La presidencia de Von der Leyen se ha caracterizado por la renuncia al ejercicio de la función de vigilancia que compete a la Comisión
NotMid 10/08/2025
OPINIÓN
MANUEL ARIAS MALDONADO
Tras cerrarse el acuerdo comercial entre la Unión Europea y los Estados Unidos de Donald Trump, cuya competencia para decidir al respecto sin concurso del Parlamento federal ni siquiera está demasiado clara, han llovido las críticas sobre Ursula von der Leyen: se le reprocha haber capitulado ante el gigante americano sin plantear batalla. Y eso no lo dicen solamente la derecha populista y la izquierda radical, sino también algunos políticos moderados -entre ellos el primer ministro francés- e ilustres miembros de la intelligentsia continental. Los países que colocan menos productos en el mercado norteamericano, en cambio, parecen conformes: el llanto va por barrios.

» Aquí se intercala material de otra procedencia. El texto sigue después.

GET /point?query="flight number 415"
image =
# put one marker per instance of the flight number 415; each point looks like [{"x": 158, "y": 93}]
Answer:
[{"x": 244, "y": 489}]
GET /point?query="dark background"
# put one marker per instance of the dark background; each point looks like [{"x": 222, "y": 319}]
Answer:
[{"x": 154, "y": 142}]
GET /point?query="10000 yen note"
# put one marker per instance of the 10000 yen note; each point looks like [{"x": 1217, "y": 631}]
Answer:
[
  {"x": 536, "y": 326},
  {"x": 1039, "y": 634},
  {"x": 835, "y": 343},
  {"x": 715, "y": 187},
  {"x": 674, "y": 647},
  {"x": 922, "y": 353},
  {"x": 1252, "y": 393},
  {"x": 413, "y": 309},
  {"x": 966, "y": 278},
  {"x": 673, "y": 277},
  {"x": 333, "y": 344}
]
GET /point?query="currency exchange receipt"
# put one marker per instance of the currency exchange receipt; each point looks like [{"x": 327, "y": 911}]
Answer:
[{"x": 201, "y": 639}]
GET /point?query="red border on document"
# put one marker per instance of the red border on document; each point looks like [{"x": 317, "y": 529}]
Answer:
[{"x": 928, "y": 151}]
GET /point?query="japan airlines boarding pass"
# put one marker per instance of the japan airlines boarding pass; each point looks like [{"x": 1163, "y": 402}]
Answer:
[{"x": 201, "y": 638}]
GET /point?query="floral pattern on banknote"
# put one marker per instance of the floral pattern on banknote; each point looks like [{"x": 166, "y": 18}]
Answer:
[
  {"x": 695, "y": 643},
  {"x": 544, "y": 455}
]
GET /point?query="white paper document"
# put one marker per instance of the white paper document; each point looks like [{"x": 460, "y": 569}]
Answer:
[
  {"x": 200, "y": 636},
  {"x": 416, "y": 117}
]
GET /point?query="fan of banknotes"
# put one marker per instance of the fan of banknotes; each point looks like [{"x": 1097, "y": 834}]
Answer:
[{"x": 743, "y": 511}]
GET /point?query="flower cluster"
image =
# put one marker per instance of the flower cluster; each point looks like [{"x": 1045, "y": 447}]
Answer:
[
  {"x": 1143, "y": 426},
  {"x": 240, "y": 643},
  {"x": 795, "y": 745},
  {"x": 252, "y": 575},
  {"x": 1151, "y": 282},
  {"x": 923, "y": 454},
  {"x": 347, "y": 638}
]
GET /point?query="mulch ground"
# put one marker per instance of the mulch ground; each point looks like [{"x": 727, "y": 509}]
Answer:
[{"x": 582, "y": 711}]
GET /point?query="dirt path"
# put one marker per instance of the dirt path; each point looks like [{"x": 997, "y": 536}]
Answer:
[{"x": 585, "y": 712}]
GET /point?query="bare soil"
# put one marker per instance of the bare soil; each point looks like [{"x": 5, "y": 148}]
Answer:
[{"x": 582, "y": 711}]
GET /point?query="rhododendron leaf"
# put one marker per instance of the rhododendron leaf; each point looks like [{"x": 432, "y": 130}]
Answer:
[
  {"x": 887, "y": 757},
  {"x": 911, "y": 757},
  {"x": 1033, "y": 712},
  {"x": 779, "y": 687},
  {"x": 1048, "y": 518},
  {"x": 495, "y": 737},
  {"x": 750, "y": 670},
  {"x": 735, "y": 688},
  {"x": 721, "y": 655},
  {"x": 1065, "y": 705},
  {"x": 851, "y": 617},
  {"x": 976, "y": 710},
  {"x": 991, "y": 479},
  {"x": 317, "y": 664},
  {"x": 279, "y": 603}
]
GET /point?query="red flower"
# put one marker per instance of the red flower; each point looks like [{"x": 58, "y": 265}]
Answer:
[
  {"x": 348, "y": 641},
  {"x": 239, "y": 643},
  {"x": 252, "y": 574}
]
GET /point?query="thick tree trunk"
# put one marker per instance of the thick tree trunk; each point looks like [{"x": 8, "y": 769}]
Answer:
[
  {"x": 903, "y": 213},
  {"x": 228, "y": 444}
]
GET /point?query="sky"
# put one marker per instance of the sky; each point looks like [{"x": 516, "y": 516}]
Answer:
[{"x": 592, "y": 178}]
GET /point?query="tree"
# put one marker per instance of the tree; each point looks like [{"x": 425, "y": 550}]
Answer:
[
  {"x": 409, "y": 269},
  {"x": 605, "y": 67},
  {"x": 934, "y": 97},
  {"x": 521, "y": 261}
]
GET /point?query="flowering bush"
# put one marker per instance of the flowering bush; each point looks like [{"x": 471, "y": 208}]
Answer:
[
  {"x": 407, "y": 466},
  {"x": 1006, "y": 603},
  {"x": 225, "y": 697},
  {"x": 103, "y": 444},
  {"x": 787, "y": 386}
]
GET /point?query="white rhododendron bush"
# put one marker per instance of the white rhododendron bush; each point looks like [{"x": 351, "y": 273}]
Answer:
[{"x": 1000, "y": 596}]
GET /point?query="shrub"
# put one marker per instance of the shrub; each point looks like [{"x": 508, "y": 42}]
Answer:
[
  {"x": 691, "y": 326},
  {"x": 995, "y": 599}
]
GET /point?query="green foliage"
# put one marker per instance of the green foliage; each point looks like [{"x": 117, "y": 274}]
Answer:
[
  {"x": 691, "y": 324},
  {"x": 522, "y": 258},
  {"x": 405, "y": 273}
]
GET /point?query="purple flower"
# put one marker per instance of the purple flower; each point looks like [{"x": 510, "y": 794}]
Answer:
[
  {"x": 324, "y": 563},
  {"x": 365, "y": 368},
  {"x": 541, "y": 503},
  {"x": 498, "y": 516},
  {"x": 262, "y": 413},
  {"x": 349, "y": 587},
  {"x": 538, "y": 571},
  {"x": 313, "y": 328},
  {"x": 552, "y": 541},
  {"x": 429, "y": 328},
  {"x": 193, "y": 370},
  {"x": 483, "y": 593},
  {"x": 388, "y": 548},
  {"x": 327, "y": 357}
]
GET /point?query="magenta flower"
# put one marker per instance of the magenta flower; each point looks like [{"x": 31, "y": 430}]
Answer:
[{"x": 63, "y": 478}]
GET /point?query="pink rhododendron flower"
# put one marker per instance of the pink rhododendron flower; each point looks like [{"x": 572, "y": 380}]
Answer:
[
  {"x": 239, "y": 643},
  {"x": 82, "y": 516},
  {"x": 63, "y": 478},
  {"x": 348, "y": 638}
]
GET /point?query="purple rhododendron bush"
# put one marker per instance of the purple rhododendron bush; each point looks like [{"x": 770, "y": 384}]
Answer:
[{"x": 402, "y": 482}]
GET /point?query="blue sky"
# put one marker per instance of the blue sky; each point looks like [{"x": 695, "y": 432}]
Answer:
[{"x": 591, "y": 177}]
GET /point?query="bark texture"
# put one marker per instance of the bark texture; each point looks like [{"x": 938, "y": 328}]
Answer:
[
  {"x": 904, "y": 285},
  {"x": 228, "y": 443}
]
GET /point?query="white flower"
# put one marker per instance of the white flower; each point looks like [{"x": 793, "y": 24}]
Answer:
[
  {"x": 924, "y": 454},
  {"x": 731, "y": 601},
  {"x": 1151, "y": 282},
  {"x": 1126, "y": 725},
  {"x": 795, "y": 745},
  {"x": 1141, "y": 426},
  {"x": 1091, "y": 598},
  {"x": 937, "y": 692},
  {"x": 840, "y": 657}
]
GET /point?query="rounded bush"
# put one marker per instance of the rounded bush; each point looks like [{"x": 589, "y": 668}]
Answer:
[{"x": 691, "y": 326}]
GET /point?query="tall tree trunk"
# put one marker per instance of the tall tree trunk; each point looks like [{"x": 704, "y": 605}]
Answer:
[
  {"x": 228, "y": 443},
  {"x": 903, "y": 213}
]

Sorprende, con todo, que se acuse a Von der Leyen de hacer aquello que jamás habría podido hacer sin mandato de los países miembros: la UE es un club de Estados y no una organización gobernada por tecnócratas. Le pasa lo que a la organización anarquista que retrata Chesterton en El hombre que fue jueves: si quienes mandan en Europa se quitaran las máscaras, veríamos el rostro familiar de Merz, Macron o Meloni. Hay matices: ni todos los países miembros disfrutan del mismo poder decisorio (como es lógico si comparamos a Chipre y Alemania), ni todas las Comisiones son iguales (ya que la presidencia goza de cierta autonomía). De ahí que la personalidad de quien ostenta la presidencia se deje notar: ni Delors es Juncker, ni Juncker es Von der Leyen.
Sucede que la presidencia de la alemana se ha caracterizado por la renuncia al ejercicio de la función de vigilancia que compete a la Comisión allí donde es importante mantenerla: en la validación de los planes presupuestarios de los países miembros, en el impulso a la libre competencia, en la exigencia de respeto al acervo europeo. Descontando los casos de Hungría y Polonia, villanos oficiales, a Von der Leyen le ha preocupado más llevarse bien con los dirigentes europeos que señalarles sus contradicciones o denunciar sus incumplimientos.
Nuestro país es un caso de libro: los fondos europeos se gastan con opacidad y las reformas pactadas a cambio de su concesión apenas se han llevado a cabo. Para colmo, Bruselas dio por buena la delirante reforma del sistema de pensiones y nada dijo cuando se despidió al director del INE. Súmese a ello una querencia por la sobrerregulación que parece ignorar la creciente distancia que nos separa de la economía norteamericana y el resultado se parece más bien a una capitulación interior: ahí nos duele.